As an objective observer and somewhat analyst in this space, a possible view of this is as follows:

Tilia Timeline
(my recollection - so possibly not 100% correct - particularly around timings of JP Morgan and Dunamu)

2019: Tilia officially operational within Linden Lab, handling financial transactions and managing compliance for Second Life. This setup allowed users to buy, sell, and cash out Linden Dollars seamlessly, integrating real-world financial transactions with the virtual economy.

2020: Linden Lab was acquired by an investment group led by Randy Waterfield and Brad Oberwager. This acquisition aimed to support continued growth for Second Life and expand the financial services of its subsidiary Tilia.

2022: Tilia was spun off from Linden Lab as a separate company, focusing on providing financial services tailored for digital economies, including gaming platforms, virtual world publishers, and NFT providers. After its spin-off, Tilia secured strategic investments from J.P. Morgan.

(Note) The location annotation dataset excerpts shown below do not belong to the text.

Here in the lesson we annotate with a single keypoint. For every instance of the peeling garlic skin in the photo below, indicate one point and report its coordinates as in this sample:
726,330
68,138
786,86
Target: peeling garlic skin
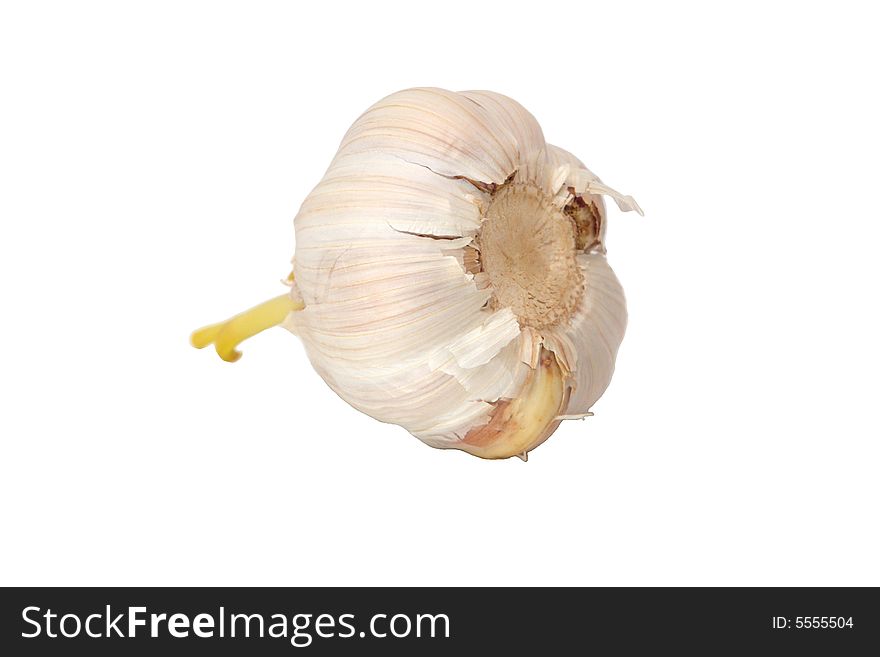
452,269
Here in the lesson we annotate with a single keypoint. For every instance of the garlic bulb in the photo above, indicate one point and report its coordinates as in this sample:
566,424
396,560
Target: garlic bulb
450,275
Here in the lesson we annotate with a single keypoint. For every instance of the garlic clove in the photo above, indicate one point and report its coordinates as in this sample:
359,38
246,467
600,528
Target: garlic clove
520,424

2023: Tilia received additional strategic investment from J.P. Morgan Payments and dunamu, aiming to help Tilia expand its services and support a broader range of transactions in the digital economy

My Overview:
The Thules move appears to be the fruition of a 5 year strategic plan initiated in 2020 by Waterfield and Oberwager.

One common misconception (in my opinion) might be viewing Second Life as the primary value asset in Linden Lab’s portfolio. In my analysis, since 2020, Tilia has emerged as the segment with greater growth potential, increasingly recognized and cultivated by Linden Lab and market observers alike for its promising future and exit value.

Tilia represents both a modern and potentially lucrative technology stack, as well as a relatively low friction licensed entry point into the lucrative US digital payments ecosystem.

By separating Tilia from its umbrella, investors not only streamlined Linden Lab’s operations but also potentially increased Tilia’s market value as an independent entity—ripe for acquisition. Moreover, this strategy aligns with typical private equity plays, which focus on boosting short-term financial metrics and preparing companies—or their most profitable parts—for sale.

The implications of these strategic divestitures for Second Life look pretty fundamental.

While the official stance positions the sale of Tilia and the subsequent partnership with Thunes as a boon for payment processing capabilities, a deeper analysis suggests otherwise.

The five-year exclusive partnership with Thunes, while ostensibly a stability measure, could well be the timeframe investors see as sufficient to wind down operations. This timeline may not only allow for the amortization of remaining assets but also the management of user transition or platform shutdown with minimal disruption.

With the tech landscape evolving rapidly, Second Life’s technology and user engagement models appear increasingly dated. Without significant reinvestment—a prospect made unlikely by the current strategic direction—Second Life might struggle to retain its relevance in the coming years.

My Forecast (for what it's worth)
While it may appear that the funds generated by the sale of Tilia represent a windfall for Linden Lab, a substantial amount of those funds are destined for the pockets of JP Morgan, and Dunamu. Whether the balance is destined for reinvestment in Secondlife, or simply as dividends paid directly into the coffers of Randy Waterfield et al, is yet to be seen.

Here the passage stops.